Perché non bisogna pagare il debito

di Chiara Filoni 15 aprile 2015

I numeri in Grecia parlano chiaro: il debito pubblico rappresentata oggi il 175% del prodotto interno lordo del paese, mentre nel 2007, immediatamente prima della crisi e delle cosiddette misure di “salvataggio”, non superava 103%. Il Pil è diminuito del 25% in quattro anni. La disoccupazione si attesta a 27% e supera il 50% tra i giovani.

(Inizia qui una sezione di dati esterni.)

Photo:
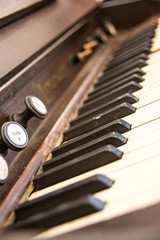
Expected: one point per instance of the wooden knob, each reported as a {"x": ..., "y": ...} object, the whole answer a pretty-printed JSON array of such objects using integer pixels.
[{"x": 34, "y": 108}]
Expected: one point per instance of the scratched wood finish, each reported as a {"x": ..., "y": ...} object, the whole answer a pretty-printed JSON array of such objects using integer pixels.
[
  {"x": 128, "y": 13},
  {"x": 12, "y": 10},
  {"x": 52, "y": 127},
  {"x": 23, "y": 40}
]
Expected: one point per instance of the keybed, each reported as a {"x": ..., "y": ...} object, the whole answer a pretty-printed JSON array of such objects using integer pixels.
[{"x": 134, "y": 173}]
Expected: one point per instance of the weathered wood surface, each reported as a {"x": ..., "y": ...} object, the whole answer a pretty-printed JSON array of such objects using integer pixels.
[
  {"x": 12, "y": 10},
  {"x": 50, "y": 130},
  {"x": 23, "y": 40}
]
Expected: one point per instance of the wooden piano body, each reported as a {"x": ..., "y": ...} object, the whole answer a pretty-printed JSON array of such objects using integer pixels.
[{"x": 35, "y": 60}]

A seguito del memorandum del 2012 imposto dalla Troika alla Grecia, il salario minimo è diminuito del 22% per i lavoratori con più di 25 anni, e del 32% per i restanti. In generale, i salari sono stati ridotti del 38% e le pensioni del 45%. Sono inoltre state imposte riduzioni significative della protezione dei diritti dei lavoratori e delle lavoratrici (libertà di associazione e di contrattazione collettiva), senza contare le privatizzazioni e la svendita del patrimonio pubblico; oltre a tutto ciò che ne consegue in termini di recessione e perdita in entrate per lo Stato greco. Queste le barbare misure di austerità imposte da BCE, Commissione Europea ed FMI, (la Troika, per l’appunto), a partire dal 2010, anno del primo memorandum.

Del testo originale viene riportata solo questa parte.